Nos conocimos cuando ya habíamos recorrido un largo camino en solitario. No fue un flechazo inmediato ni una historia de película. Fue algo más sutil: una conversación que no queríamos terminar, un mensaje que se volvió rutina, una risa compartida en el momento justo.
Desde el principio, nuestros tiempos nunca terminaron de encajar. Tú eras de planes meticulosos, de contar los días hasta el próximo viaje, de mapas guardados en la memoria. Yo, en cambio, improvisaba. Compraba boletos sin fecha de regreso. Me enamoraba de ciudades con la misma facilidad con la que me desencantaba de ellas. Cuando tú buscabas certezas, yo pedía espacio. Cuando yo sentía que por fin había un punto de encuentro, tú ya estabas en otra frecuencia.

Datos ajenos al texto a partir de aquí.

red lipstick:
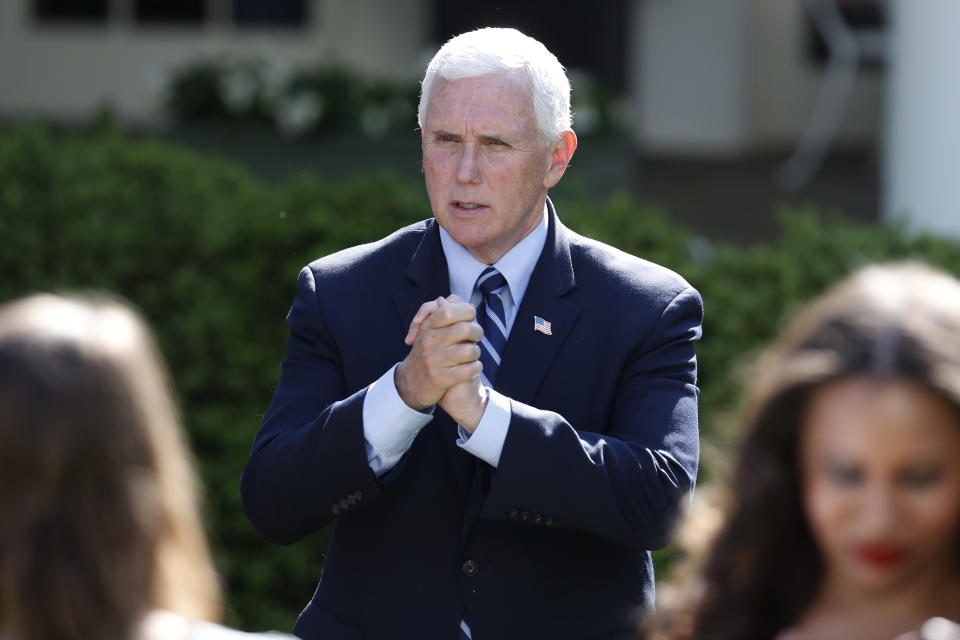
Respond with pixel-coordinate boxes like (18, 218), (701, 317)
(856, 544), (907, 568)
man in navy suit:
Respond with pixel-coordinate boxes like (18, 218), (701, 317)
(242, 29), (702, 640)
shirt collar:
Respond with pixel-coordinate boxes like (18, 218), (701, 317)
(440, 206), (548, 306)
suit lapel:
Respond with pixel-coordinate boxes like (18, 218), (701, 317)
(393, 220), (450, 335)
(494, 200), (581, 403)
(393, 220), (474, 498)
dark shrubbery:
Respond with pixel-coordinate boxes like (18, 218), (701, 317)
(0, 127), (960, 629)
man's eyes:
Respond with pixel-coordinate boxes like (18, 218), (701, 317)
(434, 134), (510, 147)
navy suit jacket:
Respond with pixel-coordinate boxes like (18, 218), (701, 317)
(242, 206), (702, 640)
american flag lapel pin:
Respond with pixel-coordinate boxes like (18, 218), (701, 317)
(533, 316), (553, 336)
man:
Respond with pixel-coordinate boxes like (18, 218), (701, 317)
(242, 29), (702, 640)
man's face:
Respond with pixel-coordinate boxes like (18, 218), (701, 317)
(422, 74), (576, 264)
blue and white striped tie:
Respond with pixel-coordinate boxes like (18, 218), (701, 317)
(477, 267), (507, 387)
(457, 267), (507, 640)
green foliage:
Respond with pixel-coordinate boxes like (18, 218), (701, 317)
(0, 127), (960, 629)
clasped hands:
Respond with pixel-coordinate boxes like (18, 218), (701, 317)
(394, 294), (487, 433)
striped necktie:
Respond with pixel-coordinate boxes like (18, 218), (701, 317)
(477, 267), (507, 387)
(457, 267), (507, 640)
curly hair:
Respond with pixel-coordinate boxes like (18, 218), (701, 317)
(649, 263), (960, 640)
(0, 295), (219, 640)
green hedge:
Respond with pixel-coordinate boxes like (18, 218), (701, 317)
(0, 127), (960, 629)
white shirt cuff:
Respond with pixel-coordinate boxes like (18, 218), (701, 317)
(363, 365), (433, 475)
(457, 387), (513, 467)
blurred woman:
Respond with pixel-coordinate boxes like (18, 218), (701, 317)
(0, 295), (292, 640)
(649, 264), (960, 640)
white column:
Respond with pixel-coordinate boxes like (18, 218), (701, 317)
(628, 0), (748, 155)
(883, 0), (960, 238)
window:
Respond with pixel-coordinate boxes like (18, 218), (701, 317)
(134, 0), (206, 24)
(33, 0), (107, 22)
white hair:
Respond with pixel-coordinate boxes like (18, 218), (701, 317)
(417, 27), (573, 144)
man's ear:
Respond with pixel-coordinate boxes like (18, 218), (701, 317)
(543, 129), (577, 189)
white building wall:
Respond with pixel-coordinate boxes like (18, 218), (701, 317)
(883, 0), (960, 238)
(628, 0), (749, 154)
(628, 0), (885, 155)
(0, 0), (428, 125)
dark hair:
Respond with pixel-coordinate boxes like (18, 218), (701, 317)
(650, 263), (960, 640)
(0, 295), (219, 640)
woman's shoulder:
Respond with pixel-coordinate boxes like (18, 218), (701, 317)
(138, 611), (296, 640)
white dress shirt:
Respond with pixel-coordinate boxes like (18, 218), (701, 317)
(363, 207), (547, 475)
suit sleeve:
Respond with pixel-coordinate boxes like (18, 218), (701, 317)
(241, 267), (380, 544)
(481, 288), (703, 549)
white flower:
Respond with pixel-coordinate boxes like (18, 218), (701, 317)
(274, 91), (323, 136)
(217, 67), (260, 113)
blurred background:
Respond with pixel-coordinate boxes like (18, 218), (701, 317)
(0, 0), (960, 629)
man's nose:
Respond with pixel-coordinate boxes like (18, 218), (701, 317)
(457, 144), (480, 183)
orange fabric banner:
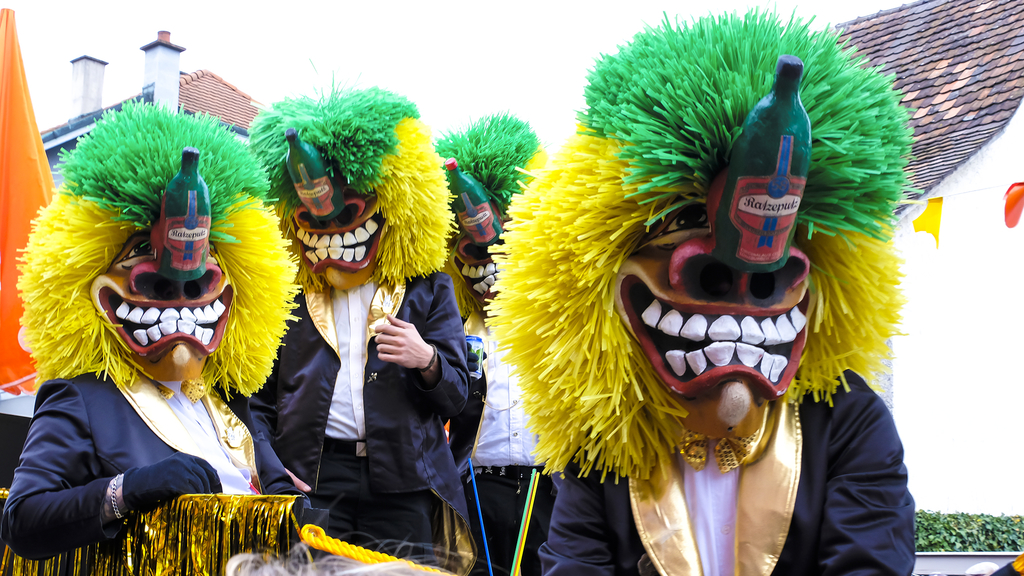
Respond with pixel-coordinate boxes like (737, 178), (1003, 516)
(0, 8), (57, 394)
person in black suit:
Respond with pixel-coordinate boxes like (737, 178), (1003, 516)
(489, 11), (914, 576)
(0, 104), (305, 559)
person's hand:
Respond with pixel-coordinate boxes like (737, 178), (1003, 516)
(285, 468), (312, 492)
(122, 452), (223, 510)
(376, 314), (434, 371)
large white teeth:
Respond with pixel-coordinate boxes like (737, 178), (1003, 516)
(686, 351), (708, 376)
(770, 355), (790, 382)
(761, 318), (782, 346)
(705, 342), (736, 366)
(679, 314), (708, 342)
(775, 316), (797, 342)
(124, 307), (144, 324)
(158, 308), (181, 322)
(761, 354), (781, 378)
(739, 316), (765, 344)
(736, 342), (765, 368)
(141, 307), (160, 324)
(708, 316), (740, 340)
(640, 300), (663, 325)
(178, 320), (196, 334)
(657, 310), (683, 336)
(665, 349), (686, 376)
(790, 306), (807, 332)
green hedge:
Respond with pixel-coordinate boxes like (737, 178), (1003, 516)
(916, 510), (1024, 552)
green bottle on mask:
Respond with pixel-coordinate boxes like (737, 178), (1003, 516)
(285, 128), (345, 221)
(708, 55), (811, 273)
(444, 158), (502, 246)
(150, 147), (210, 281)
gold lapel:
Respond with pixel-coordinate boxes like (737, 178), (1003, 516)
(203, 394), (263, 492)
(305, 289), (341, 358)
(736, 401), (804, 576)
(367, 282), (406, 346)
(626, 458), (703, 576)
(119, 376), (203, 458)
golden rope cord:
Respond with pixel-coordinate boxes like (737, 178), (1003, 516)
(299, 524), (447, 574)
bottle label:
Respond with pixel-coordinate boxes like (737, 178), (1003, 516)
(729, 135), (807, 263)
(459, 202), (501, 244)
(295, 164), (334, 216)
(164, 190), (210, 272)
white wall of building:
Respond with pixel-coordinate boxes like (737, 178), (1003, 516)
(893, 104), (1024, 515)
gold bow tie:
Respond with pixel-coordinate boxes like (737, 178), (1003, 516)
(679, 430), (758, 474)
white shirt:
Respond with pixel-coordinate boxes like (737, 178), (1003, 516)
(160, 381), (255, 494)
(473, 329), (537, 466)
(678, 440), (739, 576)
(327, 282), (377, 440)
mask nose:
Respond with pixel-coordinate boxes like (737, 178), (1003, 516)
(128, 259), (223, 301)
(669, 236), (810, 306)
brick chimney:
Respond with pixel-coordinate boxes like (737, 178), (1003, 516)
(71, 56), (106, 118)
(139, 30), (185, 111)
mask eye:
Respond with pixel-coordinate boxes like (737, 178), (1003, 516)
(662, 203), (708, 234)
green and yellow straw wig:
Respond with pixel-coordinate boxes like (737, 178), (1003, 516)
(489, 11), (911, 478)
(434, 113), (548, 318)
(18, 104), (296, 396)
(250, 88), (455, 292)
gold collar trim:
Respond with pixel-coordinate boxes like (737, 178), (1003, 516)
(629, 402), (803, 576)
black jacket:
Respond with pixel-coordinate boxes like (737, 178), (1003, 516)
(250, 273), (468, 519)
(0, 374), (300, 560)
(541, 372), (914, 576)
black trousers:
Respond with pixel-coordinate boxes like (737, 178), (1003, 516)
(465, 466), (555, 576)
(309, 450), (436, 565)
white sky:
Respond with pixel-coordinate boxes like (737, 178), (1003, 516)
(18, 0), (1021, 513)
(12, 0), (899, 146)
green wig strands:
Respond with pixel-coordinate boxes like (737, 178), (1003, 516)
(250, 87), (420, 204)
(61, 102), (267, 242)
(579, 11), (912, 235)
(434, 113), (541, 215)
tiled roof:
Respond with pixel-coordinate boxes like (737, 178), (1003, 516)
(837, 0), (1024, 193)
(178, 70), (258, 131)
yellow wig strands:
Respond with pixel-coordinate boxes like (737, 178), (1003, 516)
(0, 494), (296, 576)
(488, 135), (685, 476)
(18, 192), (296, 396)
(278, 118), (455, 292)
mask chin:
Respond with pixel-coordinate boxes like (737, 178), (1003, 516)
(324, 262), (377, 290)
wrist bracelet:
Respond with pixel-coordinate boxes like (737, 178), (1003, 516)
(111, 474), (125, 520)
(417, 344), (437, 373)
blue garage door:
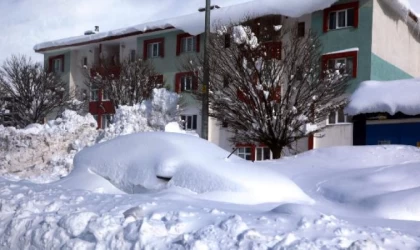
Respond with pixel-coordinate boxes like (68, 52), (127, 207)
(366, 123), (420, 146)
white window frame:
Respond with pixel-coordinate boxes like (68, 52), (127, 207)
(147, 42), (161, 58)
(327, 110), (349, 125)
(236, 147), (252, 161)
(130, 49), (137, 62)
(181, 75), (194, 92)
(330, 57), (355, 77)
(378, 140), (391, 145)
(92, 115), (99, 127)
(89, 88), (99, 102)
(101, 89), (110, 101)
(101, 114), (114, 129)
(53, 58), (63, 73)
(328, 8), (356, 30)
(181, 115), (198, 131)
(255, 146), (273, 161)
(181, 36), (196, 53)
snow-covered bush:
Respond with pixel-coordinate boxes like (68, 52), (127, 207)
(0, 89), (178, 182)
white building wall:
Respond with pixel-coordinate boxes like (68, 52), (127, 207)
(372, 0), (420, 77)
(314, 123), (353, 149)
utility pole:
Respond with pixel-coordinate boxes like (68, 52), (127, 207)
(199, 0), (210, 140)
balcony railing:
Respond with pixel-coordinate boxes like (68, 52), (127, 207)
(90, 66), (121, 78)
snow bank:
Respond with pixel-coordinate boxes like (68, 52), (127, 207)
(280, 145), (420, 169)
(345, 79), (420, 115)
(34, 0), (337, 51)
(260, 145), (420, 221)
(0, 89), (178, 182)
(0, 110), (98, 182)
(57, 132), (311, 204)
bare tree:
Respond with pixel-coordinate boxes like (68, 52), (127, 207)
(0, 55), (74, 127)
(85, 59), (163, 107)
(183, 19), (349, 158)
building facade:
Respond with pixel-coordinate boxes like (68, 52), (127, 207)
(36, 0), (420, 160)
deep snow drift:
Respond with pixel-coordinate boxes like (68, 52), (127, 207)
(55, 132), (312, 204)
(0, 88), (179, 183)
(0, 145), (420, 250)
(345, 79), (420, 115)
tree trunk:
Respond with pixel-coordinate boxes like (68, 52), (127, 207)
(270, 146), (283, 159)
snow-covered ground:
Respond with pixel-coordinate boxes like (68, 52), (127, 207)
(0, 132), (420, 250)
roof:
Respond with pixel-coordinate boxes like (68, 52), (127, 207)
(34, 0), (337, 52)
(345, 78), (420, 115)
(34, 0), (420, 52)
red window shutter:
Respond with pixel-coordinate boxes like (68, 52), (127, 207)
(176, 34), (182, 56)
(195, 35), (201, 52)
(354, 2), (359, 28)
(273, 86), (281, 102)
(193, 74), (198, 91)
(175, 73), (182, 93)
(323, 9), (330, 33)
(143, 41), (149, 60)
(159, 39), (165, 58)
(236, 89), (246, 102)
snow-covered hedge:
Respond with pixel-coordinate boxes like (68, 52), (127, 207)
(0, 89), (178, 182)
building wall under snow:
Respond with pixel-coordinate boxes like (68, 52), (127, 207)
(371, 0), (420, 80)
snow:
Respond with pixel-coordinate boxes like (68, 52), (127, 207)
(4, 145), (420, 250)
(34, 0), (337, 51)
(324, 48), (359, 55)
(56, 132), (312, 204)
(0, 89), (178, 183)
(345, 79), (420, 115)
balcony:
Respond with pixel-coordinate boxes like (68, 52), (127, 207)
(90, 66), (121, 78)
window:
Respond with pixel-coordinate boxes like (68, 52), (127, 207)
(255, 147), (273, 161)
(147, 43), (160, 58)
(223, 76), (230, 88)
(101, 114), (114, 129)
(176, 33), (200, 56)
(297, 22), (305, 37)
(322, 50), (358, 77)
(48, 55), (64, 73)
(378, 140), (391, 145)
(181, 36), (195, 52)
(328, 57), (353, 74)
(143, 38), (164, 59)
(93, 115), (99, 127)
(130, 49), (136, 62)
(175, 72), (198, 93)
(82, 56), (87, 67)
(90, 89), (99, 102)
(236, 147), (253, 161)
(181, 76), (193, 91)
(328, 109), (347, 125)
(329, 9), (354, 30)
(181, 115), (197, 130)
(225, 33), (230, 48)
(324, 1), (359, 32)
(101, 90), (109, 101)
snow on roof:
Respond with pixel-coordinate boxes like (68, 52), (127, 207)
(345, 78), (420, 115)
(34, 0), (337, 52)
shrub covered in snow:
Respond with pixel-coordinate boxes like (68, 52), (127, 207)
(0, 89), (178, 182)
(0, 110), (98, 181)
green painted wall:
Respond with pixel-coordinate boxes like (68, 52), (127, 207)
(137, 31), (204, 104)
(370, 53), (413, 81)
(312, 0), (373, 92)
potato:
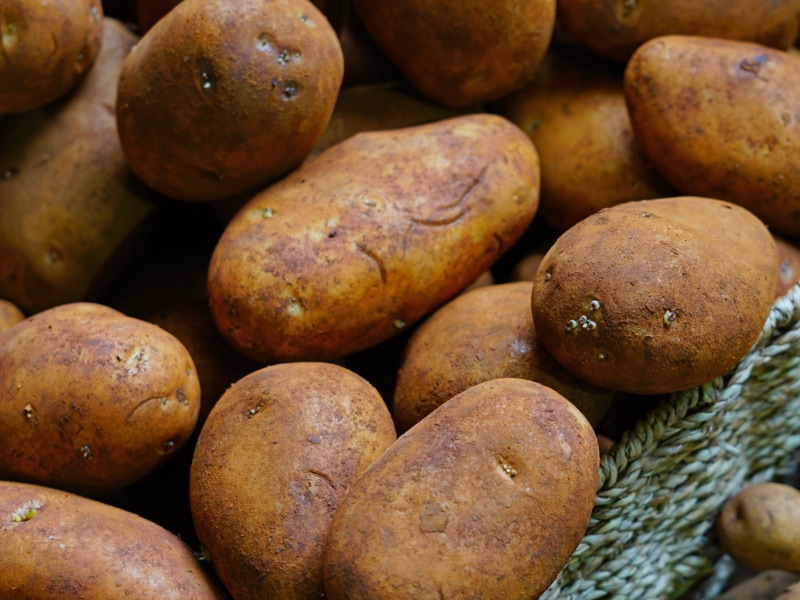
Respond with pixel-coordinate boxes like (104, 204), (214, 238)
(0, 302), (200, 495)
(531, 196), (778, 394)
(0, 19), (155, 314)
(492, 49), (674, 232)
(0, 0), (103, 115)
(392, 281), (614, 432)
(353, 0), (556, 108)
(558, 0), (800, 61)
(323, 379), (599, 600)
(116, 0), (344, 201)
(190, 363), (396, 600)
(717, 482), (800, 571)
(625, 35), (800, 237)
(208, 114), (539, 363)
(0, 481), (226, 600)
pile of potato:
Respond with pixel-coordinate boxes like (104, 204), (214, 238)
(0, 0), (800, 600)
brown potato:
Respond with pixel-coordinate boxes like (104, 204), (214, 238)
(0, 18), (155, 314)
(0, 481), (227, 600)
(0, 302), (200, 495)
(0, 0), (103, 115)
(531, 197), (778, 394)
(208, 114), (539, 363)
(353, 0), (556, 108)
(625, 35), (800, 237)
(116, 0), (344, 201)
(324, 379), (599, 600)
(558, 0), (800, 61)
(392, 281), (614, 433)
(190, 363), (396, 600)
(492, 49), (674, 232)
(717, 482), (800, 571)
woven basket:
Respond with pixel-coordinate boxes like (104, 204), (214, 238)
(541, 284), (800, 600)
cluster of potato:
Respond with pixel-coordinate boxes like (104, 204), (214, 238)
(0, 0), (800, 600)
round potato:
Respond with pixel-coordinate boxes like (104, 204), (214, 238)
(0, 0), (103, 115)
(208, 114), (539, 363)
(0, 481), (227, 600)
(0, 302), (200, 495)
(116, 0), (344, 201)
(190, 363), (396, 600)
(324, 379), (599, 600)
(531, 197), (778, 394)
(392, 281), (614, 432)
(625, 35), (800, 237)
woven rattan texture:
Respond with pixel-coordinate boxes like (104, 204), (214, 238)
(541, 286), (800, 600)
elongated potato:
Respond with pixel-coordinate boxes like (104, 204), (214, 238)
(0, 481), (227, 600)
(625, 36), (800, 236)
(0, 302), (200, 495)
(324, 379), (599, 600)
(208, 114), (539, 362)
(190, 363), (396, 600)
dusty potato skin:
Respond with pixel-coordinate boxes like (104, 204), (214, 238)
(324, 379), (599, 600)
(558, 0), (800, 61)
(0, 0), (103, 115)
(190, 363), (396, 600)
(625, 36), (800, 237)
(531, 196), (778, 394)
(492, 49), (674, 232)
(208, 114), (539, 363)
(0, 481), (227, 600)
(116, 0), (344, 201)
(353, 0), (556, 108)
(0, 18), (155, 314)
(392, 281), (614, 433)
(0, 302), (200, 495)
(717, 482), (800, 571)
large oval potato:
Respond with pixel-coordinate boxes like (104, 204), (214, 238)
(0, 303), (200, 495)
(625, 36), (800, 236)
(0, 481), (227, 600)
(116, 0), (344, 201)
(324, 379), (599, 600)
(0, 0), (103, 115)
(531, 197), (778, 394)
(190, 363), (396, 600)
(208, 114), (539, 362)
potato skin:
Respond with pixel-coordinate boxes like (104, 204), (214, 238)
(392, 281), (614, 433)
(116, 0), (344, 201)
(558, 0), (800, 61)
(0, 481), (227, 600)
(625, 36), (800, 237)
(353, 0), (556, 108)
(531, 197), (778, 394)
(190, 363), (396, 600)
(208, 114), (539, 363)
(0, 302), (200, 495)
(0, 0), (103, 115)
(324, 379), (599, 600)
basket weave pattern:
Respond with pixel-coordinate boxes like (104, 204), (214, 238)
(541, 285), (800, 600)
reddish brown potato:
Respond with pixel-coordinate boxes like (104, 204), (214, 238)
(0, 481), (227, 600)
(0, 303), (200, 495)
(0, 0), (103, 115)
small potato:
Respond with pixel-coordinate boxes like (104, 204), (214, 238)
(0, 0), (103, 115)
(190, 363), (396, 600)
(0, 481), (227, 600)
(625, 35), (800, 237)
(324, 379), (599, 600)
(208, 114), (539, 363)
(0, 302), (200, 495)
(531, 196), (778, 394)
(717, 482), (800, 571)
(392, 281), (614, 433)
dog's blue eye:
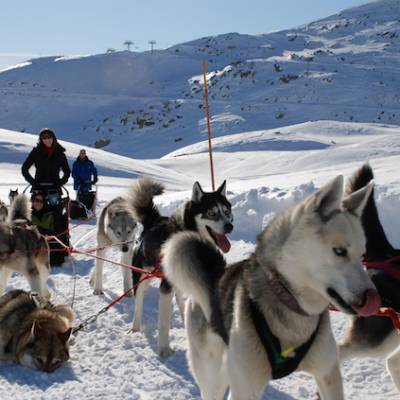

Hicimos de la distancia un puente, llenándola de palabras, de memes enviados de madrugada, de playlists compartidas. Nos volvimos expertos en buscar el mejor WiFi en aeropuertos, en traducir entre líneas los mensajes de voz, en sincronizar husos horarios para robarle minutos al día. Cuando las palabras no bastaron, empezaron los viajes. Lima, México, Madrid. Ciudades prestadas que fueron nuestras por unos días, habitaciones de hotel donde nos sentimos en casa. Aprendimos a vivir en la fugacidad con la certeza de que siempre habría un próximo encuentro. Hasta que un día, esa certeza dejó de ser suficiente.
No hubo un gran quiebre ni una pelea definitiva. Solo un desgaste silencioso. Las expectativas nunca dichas. Los mensajes que tardaban más en responderse. Las preguntas que antes hacíamos con naturalidad y que ahora evitábamos. Tú querías algo que yo no estaba segura de poder dar. Yo esperaba algo que tú no sabías cómo sostener. Nos reíamos de nuestros desajustes, pero en el fondo sabíamos que no todo se puede resolver con paciencia o deseo.
“Hay que ver qué pasa después del fuego”, escribió Rosario Castellanos. Pero nosotros no lo sabríamos. No lo dijimos. No hacía falta.
El amor no siempre se despide con estruendo. A veces se disuelve, como la señal en un tren en movimiento: sigue ahí, pero cada vez con menos fuerza, hasta que, sin darte cuenta, se corta del todo.
Tal vez la geografía de dos no siempre se traza en mapas compartidos. Quizás hay amores que existen en tránsito, en aeropuertos y estaciones, en promesas que alguna vez fueron ciertas.